Still need to make a few things for the lathe table, a little strut for the wing, a backsplash/tool holder/dust guard, and im waiting on the levelling casters from ali


----------



## YYCHM (May 3, 2021)

Cool.... which  levelling casters did you order?  I've been thinking I might put some on my shaper stand.


----------



## boilerhouse (May 3, 2021)

Those look great!


----------



## phaxtris (May 3, 2021)

YYCHM said:


> Cool.... which  levelling casters did you order?  I've been thinking I might put some on my shaper stand.


 
60mm Swivel Heavy Duty Machine Levelling Castors Wheels GD-60F
https://a.aliexpress.com/_mOLbEuH

But gotta think my whole setup might only weigh 500lbs, I don't know how heavy your shaper is, may need bigger ones


----------



## YYCHM (May 3, 2021)

phaxtris said:


> 60mm Swivel Heavy Duty Machine Levelling Castors Wheels GD-60F
> https://a.aliexpress.com/_mOLbEuH
> 
> But gotta think my whole setup might only weigh 500lbs, I don't know how heavy your shaper is, may need bigger ones



I've been looking at GD-60S.  The shaper and all the junk on the bottom shelf probably weights 500 lbs or more.


----------



## phaxtris (May 3, 2021)

YYCHM said:


> I've been looking at GD-60S.  The shaper and all the junk on the bottom shelf probably weights 500 lbs or more.

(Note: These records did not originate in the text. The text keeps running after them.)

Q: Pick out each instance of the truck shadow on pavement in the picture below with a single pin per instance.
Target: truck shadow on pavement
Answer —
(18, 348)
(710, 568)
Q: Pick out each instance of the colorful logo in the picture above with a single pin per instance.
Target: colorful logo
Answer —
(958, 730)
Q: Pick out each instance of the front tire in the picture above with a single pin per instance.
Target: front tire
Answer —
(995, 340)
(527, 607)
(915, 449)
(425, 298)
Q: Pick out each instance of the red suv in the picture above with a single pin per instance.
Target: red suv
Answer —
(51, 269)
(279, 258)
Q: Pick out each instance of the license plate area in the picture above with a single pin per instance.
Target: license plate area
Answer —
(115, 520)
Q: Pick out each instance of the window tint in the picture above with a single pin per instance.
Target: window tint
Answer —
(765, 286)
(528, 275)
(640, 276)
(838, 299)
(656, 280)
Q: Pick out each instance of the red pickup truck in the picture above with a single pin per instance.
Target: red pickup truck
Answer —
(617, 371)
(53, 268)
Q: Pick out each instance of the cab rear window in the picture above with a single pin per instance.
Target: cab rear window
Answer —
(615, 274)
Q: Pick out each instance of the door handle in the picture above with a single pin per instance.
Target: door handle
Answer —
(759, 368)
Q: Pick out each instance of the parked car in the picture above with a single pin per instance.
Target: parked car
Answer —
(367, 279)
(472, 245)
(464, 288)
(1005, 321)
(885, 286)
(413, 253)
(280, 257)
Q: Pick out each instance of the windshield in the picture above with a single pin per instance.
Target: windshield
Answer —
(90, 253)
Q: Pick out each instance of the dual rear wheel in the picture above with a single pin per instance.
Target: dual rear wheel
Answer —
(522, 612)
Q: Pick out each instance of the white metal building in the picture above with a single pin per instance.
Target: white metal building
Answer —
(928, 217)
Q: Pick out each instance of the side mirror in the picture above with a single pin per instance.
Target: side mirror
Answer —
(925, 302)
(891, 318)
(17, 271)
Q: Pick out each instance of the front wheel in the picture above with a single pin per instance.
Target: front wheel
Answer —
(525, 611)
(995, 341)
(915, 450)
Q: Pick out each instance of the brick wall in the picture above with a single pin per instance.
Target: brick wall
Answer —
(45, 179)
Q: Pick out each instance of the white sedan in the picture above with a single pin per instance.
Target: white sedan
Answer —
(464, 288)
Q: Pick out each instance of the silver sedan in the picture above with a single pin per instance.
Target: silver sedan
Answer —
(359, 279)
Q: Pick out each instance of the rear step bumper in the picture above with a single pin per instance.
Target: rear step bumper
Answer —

So might be a good idea to step up to the next size, either way I don't think I/you will be able to lift it with the adjuster, probabaly have to lift the cart/table with a jack or lever and adjust with no weight on the foot


----------



## YYCHM (May 3, 2021)

phaxtris said:


> So might be a good idea to step up to the next size, either way I don't think I/you will be able to lift it with the adjuster, probabaly have to lift the cart/table with a jack or lever and adjust with no weight on the foot



I was wondering about that.  In my case I don't need to level anything, I just need the casters to stop rocking.  I was looking at floor locks but they are just as expensive as leveling casters.


----------



## phaxtris (May 3, 2021)

YYCHM said:


> I was wondering about that.  In my case I don't need to level anything, I just need the casters to stop rocking.  I was looking at floor locks but they are just as expensive as leveling casters.



That's kinda the same thing I'm going for, I want to be able to move it relatively easily, but I know with 4 it's going to rock around where I park without some way to adjust the feet


----------